Originally Posted by
Coleroad
blue line stock. Red line just the 3/4" spacer. Dark red line is ported intake and spacer.
the laminator would be slightly less than the regularly ported intake. Jason`s R&D showed no real improvement by porting the bottom side of the intake. It actually slowed air velocity going into the cylinder heads. Kenny "camaro " Roberts ports both the front and bottom end of the intake. I don`t believe he`s done the same kind of R&D that Jason had done it.

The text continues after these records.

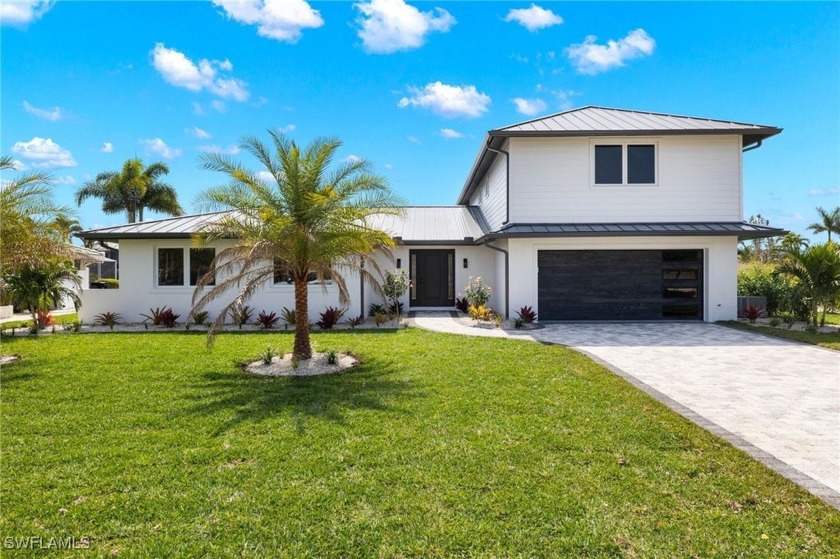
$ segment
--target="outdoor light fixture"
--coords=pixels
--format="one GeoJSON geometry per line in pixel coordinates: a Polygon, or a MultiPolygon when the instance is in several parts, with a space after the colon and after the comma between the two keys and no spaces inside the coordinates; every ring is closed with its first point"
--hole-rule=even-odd
{"type": "Polygon", "coordinates": [[[402,258],[397,258],[397,270],[402,268],[402,258]]]}
{"type": "Polygon", "coordinates": [[[464,258],[464,268],[469,268],[470,262],[466,258],[464,258]]]}

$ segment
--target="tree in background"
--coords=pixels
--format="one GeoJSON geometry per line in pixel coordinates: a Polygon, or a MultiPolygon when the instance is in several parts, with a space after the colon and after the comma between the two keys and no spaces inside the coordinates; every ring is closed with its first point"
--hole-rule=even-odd
{"type": "Polygon", "coordinates": [[[82,225],[79,223],[79,220],[75,217],[67,215],[64,212],[55,216],[53,224],[58,229],[58,232],[62,235],[64,240],[68,243],[73,242],[73,233],[82,231],[82,225]]]}
{"type": "Polygon", "coordinates": [[[231,211],[197,235],[196,242],[235,239],[235,244],[216,256],[198,282],[190,314],[237,290],[214,321],[208,338],[212,340],[225,316],[273,281],[279,271],[294,283],[298,320],[293,357],[309,359],[310,279],[323,284],[331,278],[342,304],[349,301],[343,276],[347,271],[379,286],[379,278],[371,274],[374,271],[381,277],[373,255],[394,241],[374,225],[374,219],[400,213],[399,200],[365,160],[347,161],[330,170],[339,140],[319,138],[301,148],[280,134],[269,134],[271,146],[254,137],[242,143],[268,172],[268,181],[228,156],[205,154],[202,158],[205,169],[227,175],[230,182],[208,190],[199,200],[207,209],[231,211]],[[213,281],[215,285],[205,291],[213,281]]]}
{"type": "Polygon", "coordinates": [[[831,211],[817,208],[817,215],[820,220],[808,226],[814,233],[828,233],[828,242],[831,242],[831,234],[840,235],[840,206],[831,211]]]}
{"type": "Polygon", "coordinates": [[[817,326],[818,320],[825,324],[826,311],[840,298],[840,245],[827,242],[807,248],[786,248],[780,252],[783,257],[776,272],[796,280],[811,309],[813,326],[817,326]]]}
{"type": "Polygon", "coordinates": [[[102,200],[106,214],[125,212],[128,222],[143,221],[143,210],[166,215],[183,215],[175,189],[162,182],[169,174],[165,163],[154,162],[148,167],[140,159],[129,159],[119,171],[99,173],[76,191],[76,204],[81,206],[88,198],[102,200]]]}
{"type": "MultiPolygon", "coordinates": [[[[770,220],[761,216],[761,214],[750,216],[747,221],[752,225],[770,225],[770,220]]],[[[776,238],[764,237],[760,239],[752,239],[751,241],[742,241],[738,247],[738,260],[741,262],[749,262],[757,260],[758,262],[770,262],[773,260],[773,254],[776,250],[776,238]]]]}
{"type": "Polygon", "coordinates": [[[76,289],[80,289],[81,286],[81,278],[76,274],[73,265],[61,258],[53,258],[37,265],[24,264],[17,270],[9,270],[3,274],[3,289],[12,296],[17,305],[29,311],[35,326],[41,328],[45,324],[39,320],[39,314],[46,315],[65,299],[70,300],[76,310],[79,310],[81,300],[76,289]]]}

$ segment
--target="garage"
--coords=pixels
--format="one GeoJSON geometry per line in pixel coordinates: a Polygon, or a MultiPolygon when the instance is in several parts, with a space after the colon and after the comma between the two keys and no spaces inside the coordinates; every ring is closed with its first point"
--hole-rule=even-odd
{"type": "Polygon", "coordinates": [[[540,320],[703,320],[702,250],[540,250],[540,320]]]}

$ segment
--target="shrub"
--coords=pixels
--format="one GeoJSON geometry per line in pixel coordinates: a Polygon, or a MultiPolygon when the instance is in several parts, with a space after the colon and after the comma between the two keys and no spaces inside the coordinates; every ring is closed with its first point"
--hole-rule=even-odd
{"type": "Polygon", "coordinates": [[[470,305],[469,309],[467,309],[467,314],[469,314],[470,318],[473,320],[489,321],[493,319],[493,309],[485,307],[484,305],[470,305]]]}
{"type": "Polygon", "coordinates": [[[378,314],[385,314],[385,306],[378,303],[371,303],[368,307],[368,316],[376,316],[378,314]]]}
{"type": "Polygon", "coordinates": [[[233,322],[235,326],[239,326],[240,330],[242,330],[243,324],[248,324],[251,321],[251,317],[253,315],[254,309],[248,305],[237,305],[230,310],[231,322],[233,322]]]}
{"type": "Polygon", "coordinates": [[[167,311],[172,312],[172,309],[169,307],[155,307],[153,309],[149,309],[149,314],[141,314],[140,316],[146,317],[146,320],[143,322],[151,320],[154,326],[160,326],[163,323],[161,317],[167,311]]]}
{"type": "Polygon", "coordinates": [[[775,314],[791,297],[793,282],[776,273],[774,264],[751,262],[738,270],[738,295],[767,298],[767,314],[775,314]]]}
{"type": "Polygon", "coordinates": [[[796,315],[786,314],[782,317],[782,320],[784,321],[785,325],[787,325],[788,330],[790,330],[791,328],[793,328],[793,325],[796,324],[796,315]]]}
{"type": "Polygon", "coordinates": [[[160,324],[164,328],[175,328],[178,324],[178,318],[180,318],[180,316],[180,314],[172,312],[172,309],[166,309],[160,315],[160,324]]]}
{"type": "Polygon", "coordinates": [[[490,294],[493,293],[493,288],[484,283],[481,276],[473,278],[470,276],[467,286],[464,288],[464,293],[470,305],[474,307],[483,307],[490,300],[490,294]]]}
{"type": "Polygon", "coordinates": [[[207,311],[199,311],[193,315],[193,322],[196,326],[201,326],[207,321],[208,316],[210,316],[210,313],[207,311]]]}
{"type": "Polygon", "coordinates": [[[756,307],[754,305],[747,305],[744,308],[744,318],[750,321],[750,324],[755,324],[755,321],[761,318],[761,315],[764,314],[764,309],[761,307],[756,307]]]}
{"type": "Polygon", "coordinates": [[[775,317],[774,317],[774,318],[771,318],[771,319],[770,319],[770,322],[769,322],[768,324],[770,324],[770,326],[772,326],[773,328],[775,328],[776,326],[778,326],[778,325],[779,325],[779,324],[781,324],[781,323],[782,323],[782,321],[781,321],[781,320],[779,320],[778,318],[775,318],[775,317]]]}
{"type": "Polygon", "coordinates": [[[373,321],[376,323],[376,327],[379,328],[381,325],[388,322],[388,315],[382,312],[376,313],[373,315],[373,321]]]}
{"type": "Polygon", "coordinates": [[[278,322],[280,322],[280,317],[277,316],[276,312],[266,314],[265,311],[260,311],[260,314],[257,315],[257,323],[266,330],[274,327],[278,322]]]}
{"type": "Polygon", "coordinates": [[[467,310],[470,308],[470,302],[466,297],[459,297],[455,299],[455,308],[462,313],[467,314],[467,310]]]}
{"type": "Polygon", "coordinates": [[[336,363],[338,363],[338,354],[334,349],[331,349],[327,352],[327,364],[335,365],[336,363]]]}
{"type": "Polygon", "coordinates": [[[53,319],[53,315],[50,311],[38,311],[38,328],[46,328],[47,326],[52,326],[55,324],[55,319],[53,319]]]}
{"type": "Polygon", "coordinates": [[[522,322],[526,324],[531,324],[537,319],[537,313],[534,312],[530,306],[525,306],[516,311],[516,314],[519,315],[519,318],[522,319],[522,322]]]}
{"type": "MultiPolygon", "coordinates": [[[[385,297],[391,301],[390,308],[394,308],[395,305],[399,302],[400,297],[405,295],[405,292],[408,291],[411,282],[408,281],[408,272],[405,270],[400,270],[398,272],[386,272],[385,274],[385,283],[382,284],[382,292],[385,294],[385,297]]],[[[400,305],[399,311],[402,311],[402,305],[400,305]]]]}
{"type": "Polygon", "coordinates": [[[73,322],[73,331],[74,332],[81,332],[82,331],[82,321],[77,320],[73,322]]]}
{"type": "Polygon", "coordinates": [[[104,312],[102,314],[98,314],[94,317],[93,323],[97,326],[108,326],[111,330],[114,329],[114,326],[120,323],[122,317],[119,313],[115,312],[104,312]]]}
{"type": "Polygon", "coordinates": [[[273,347],[265,348],[265,351],[260,353],[260,360],[262,361],[263,365],[271,365],[271,362],[274,360],[274,357],[277,355],[277,350],[273,347]]]}
{"type": "Polygon", "coordinates": [[[283,307],[283,310],[280,311],[280,316],[283,317],[283,321],[289,326],[294,326],[295,322],[297,322],[297,313],[295,313],[294,309],[283,307]]]}
{"type": "Polygon", "coordinates": [[[517,330],[522,328],[523,324],[524,324],[524,322],[522,321],[521,318],[517,318],[516,320],[513,321],[513,327],[516,328],[517,330]]]}
{"type": "Polygon", "coordinates": [[[493,316],[492,316],[492,320],[493,320],[493,326],[495,326],[496,328],[501,328],[502,324],[505,321],[505,317],[502,316],[501,314],[497,313],[497,312],[494,312],[493,316]]]}
{"type": "Polygon", "coordinates": [[[321,320],[315,324],[317,324],[321,330],[332,330],[332,327],[338,324],[338,321],[341,320],[341,317],[344,316],[345,312],[347,312],[346,309],[327,307],[327,309],[321,313],[321,320]]]}
{"type": "Polygon", "coordinates": [[[348,318],[347,319],[347,325],[350,326],[350,328],[353,328],[355,330],[356,326],[360,325],[364,321],[365,321],[364,317],[362,317],[362,315],[359,315],[359,316],[356,316],[356,317],[348,318]]]}
{"type": "Polygon", "coordinates": [[[403,304],[399,301],[394,301],[388,307],[388,314],[391,316],[400,316],[403,312],[403,304]]]}

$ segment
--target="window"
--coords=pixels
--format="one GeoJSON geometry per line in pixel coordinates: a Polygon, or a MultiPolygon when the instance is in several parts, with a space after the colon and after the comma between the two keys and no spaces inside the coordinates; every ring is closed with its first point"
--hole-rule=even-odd
{"type": "Polygon", "coordinates": [[[594,150],[595,184],[656,184],[655,144],[604,144],[594,150]]]}
{"type": "MultiPolygon", "coordinates": [[[[332,276],[330,274],[324,274],[324,283],[329,283],[332,280],[332,276]]],[[[276,258],[274,259],[274,283],[287,283],[292,284],[294,283],[295,278],[292,276],[291,270],[281,263],[276,258]]],[[[306,281],[309,283],[320,283],[318,282],[318,274],[315,272],[309,272],[309,275],[306,277],[306,281]]]]}
{"type": "MultiPolygon", "coordinates": [[[[190,285],[197,285],[199,280],[210,271],[210,263],[216,257],[214,248],[191,248],[190,249],[190,285]]],[[[215,276],[207,282],[207,285],[216,285],[215,276]]]]}
{"type": "Polygon", "coordinates": [[[158,249],[158,285],[184,285],[184,249],[158,249]]]}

I personally have both the spacer and ported intake from Jason. There`s been things I`ve had buyers remorse ove, but this wasn`t one of them. I`ve talked to Jason over the phone. He told me that the epoxy he uses in the regular port job. Costs him about $50 per intake he does. That to me makes the laminator a very reasonable option price wise. The laminator is molded plastic instead of epoxy. The laminator is going to get sucked out of its place. The air flow in that spot is actually pushing down on it.
I`m definitely one of those who likes making and doing things myself. This is one of those things that I don`t feel that about. Fluid dynamics is not simple. Very small changes can make big differences. Even at the throttle body opening. Jason doesn`t port it evenly all the way around. He opens it up more on the bottom than the top, because of how the air flows over the throttle plate.
the phenolic spacer I thought was expensive. Till i was told the labor time just for one. Plus the high cost of the phenolic. He has around three hours of cnc, and water jet time into each one. It`s not something stamped out .
If you do decide to do it yourself. When looking at epoxy, resistant doesn`t mean proof. You need something that is oil, gas, solvent, proof.